Alors que Vladimir Poutine ne veut pas prendre de décision sur la Crimée avant la tenue du référendum de dimanche, John Kerry a assuré qu'il espérait toujours la mise en oeuvre d'une solution diplomatique, tout en prévenant qu'il y aurait « des conséquences » pour la Russie si cette voie venait à échoue :

« Nous espérons que le président Poutine ne considère pas notre position comme une menace, ni comme une attaque personnelle. Nous demandons juste le respect des cadres internationaux et multilatéraux que nous avons mis en place depuis la deuxième guerre mondiale. »

Et John Kerry de conclure : « Mais de fait nous ne savons pas ce que Vladimir Poutine décidera. »

« Tout sera réglé d'ici an »

Pendant ce temps, à Simféropol, capitale de la péninsule de Crimée, notre envoyé spécial Daniel Vallot a suivi la conférence de presse du leader séparatiste ukrainien Sergueï Axionov. L'homme fort de la péninsule, a affirmé ce vendredi après-midi devant la presse que pour lui, la victoire du «oui» dimanche ne fait aucun doute.

Sergueï Axionov a affiché une confiance absolue dans le résultat qu’aura dimanche le référendum. Costume impeccable, très sûr de lui, le dirigeant séparatiste a confirmé qu’il n’y aurait pas de seuil de participation pour que le résultat du vote soit validé, ce qui ouvre la voie à une victoire certaine, tous les adversaires du rattachement à la Russie ayant, en effet, appelé à boycotter le scrutin.
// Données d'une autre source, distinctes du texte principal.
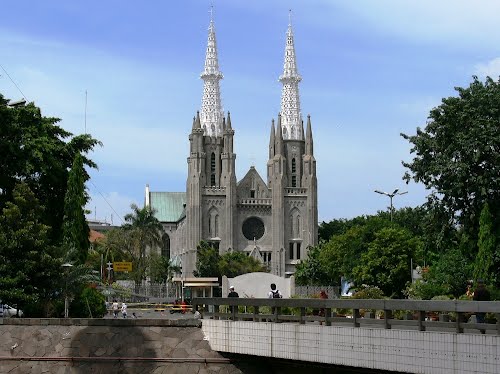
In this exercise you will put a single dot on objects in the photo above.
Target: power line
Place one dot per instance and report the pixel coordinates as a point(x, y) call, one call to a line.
point(14, 83)
point(107, 202)
point(24, 96)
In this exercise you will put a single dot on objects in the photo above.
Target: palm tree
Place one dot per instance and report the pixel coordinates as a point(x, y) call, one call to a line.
point(145, 232)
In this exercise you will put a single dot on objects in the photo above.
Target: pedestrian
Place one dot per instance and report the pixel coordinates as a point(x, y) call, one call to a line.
point(481, 294)
point(115, 308)
point(274, 293)
point(322, 295)
point(232, 292)
point(124, 310)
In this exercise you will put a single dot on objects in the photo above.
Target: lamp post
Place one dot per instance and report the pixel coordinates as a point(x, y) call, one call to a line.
point(391, 196)
point(66, 266)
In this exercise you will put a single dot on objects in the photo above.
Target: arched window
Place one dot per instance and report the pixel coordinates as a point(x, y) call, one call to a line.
point(212, 169)
point(165, 250)
point(216, 226)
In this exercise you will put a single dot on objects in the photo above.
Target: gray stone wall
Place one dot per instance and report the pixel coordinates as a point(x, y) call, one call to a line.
point(107, 346)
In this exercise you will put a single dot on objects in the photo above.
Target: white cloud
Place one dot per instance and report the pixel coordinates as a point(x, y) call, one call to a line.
point(491, 69)
point(110, 206)
point(459, 22)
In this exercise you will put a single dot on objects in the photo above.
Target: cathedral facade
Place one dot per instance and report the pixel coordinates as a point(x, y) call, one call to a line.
point(274, 220)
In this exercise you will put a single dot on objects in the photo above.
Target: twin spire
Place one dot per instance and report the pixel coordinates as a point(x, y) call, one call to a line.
point(212, 113)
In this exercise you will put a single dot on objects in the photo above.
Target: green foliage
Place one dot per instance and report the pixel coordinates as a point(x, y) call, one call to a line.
point(421, 290)
point(207, 261)
point(386, 264)
point(142, 231)
point(75, 228)
point(29, 266)
point(234, 263)
point(486, 243)
point(88, 303)
point(311, 270)
point(457, 155)
point(450, 273)
point(368, 292)
point(159, 268)
point(36, 151)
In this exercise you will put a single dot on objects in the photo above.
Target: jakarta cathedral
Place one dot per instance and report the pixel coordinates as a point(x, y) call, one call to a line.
point(274, 220)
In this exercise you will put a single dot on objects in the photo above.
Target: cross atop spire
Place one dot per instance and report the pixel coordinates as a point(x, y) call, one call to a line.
point(211, 104)
point(290, 102)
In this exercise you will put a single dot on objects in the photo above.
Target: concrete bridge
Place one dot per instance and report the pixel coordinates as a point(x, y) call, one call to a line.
point(407, 336)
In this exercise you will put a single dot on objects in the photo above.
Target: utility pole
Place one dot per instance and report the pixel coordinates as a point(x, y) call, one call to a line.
point(391, 196)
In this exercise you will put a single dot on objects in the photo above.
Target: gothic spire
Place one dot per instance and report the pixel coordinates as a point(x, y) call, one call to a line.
point(309, 140)
point(272, 140)
point(290, 102)
point(279, 148)
point(211, 104)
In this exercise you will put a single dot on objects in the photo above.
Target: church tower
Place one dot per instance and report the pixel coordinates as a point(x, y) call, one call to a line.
point(211, 182)
point(274, 222)
point(291, 171)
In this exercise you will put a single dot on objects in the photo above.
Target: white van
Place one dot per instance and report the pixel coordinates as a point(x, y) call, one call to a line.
point(8, 311)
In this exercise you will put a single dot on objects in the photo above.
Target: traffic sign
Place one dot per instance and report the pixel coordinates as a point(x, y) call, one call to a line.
point(122, 266)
Interrogé sur la mise en place effective du rattachement à la Russie, Sergueï Axionov s’est voulu tout aussi confiant. « Tout sera réglé dans un délai d’un an maximum », a-t-il déclaré. Il a également voulu rassurer les habitants de Crimée sur les conséquences matérielles du processus en cours. « Tous les salaires seront payés, toutes les retraites seront payées, a-t-il dit, il n’y aura aucun problème d’approvisionnement. »

Il faut savoir que toutes les infrastructures de la Crimée étant tournées vers l’Ukraine, une sécession pourrait poser des problèmes majeurs sur le territoire notamment pour l’eau, l’énergie et le système bancaire, ce qui inquiète évidemment les habitants de Crimée.

Sergueï Axionov s’est par ailleurs dit favorable à l’idée de référendum séparatiste dans d’autres régions d’Ukraine. Interrogé sur le risque d’éclatement du pays, le dirigeant a répondu : « Si dans d’autres régions un nombre suffisant de personnes soutiennent le projet de rattachement à la Russie, alors ils devraient suivre notre exemple et organiser à leur tour des référendums. »

Enfin, Vladimir Poutine s'est également exprimé sur la situation. Le référendum organisé dimanche en Crimée est absolument conforme au droit international et à la charte des Nations unies, a affirmé le chef du Kremlin. Le président russe l’a dit au téléphone à Ban Ki-moon, le secrétaire général de l’ONU.

Sur le terrain, les Russes ne semblent guère impressionnés. Un navire de guerre russe a débarqué des camions, des soldats et au moins un véhicule blindé de transport de troupes (VTT) près de Sébastopol.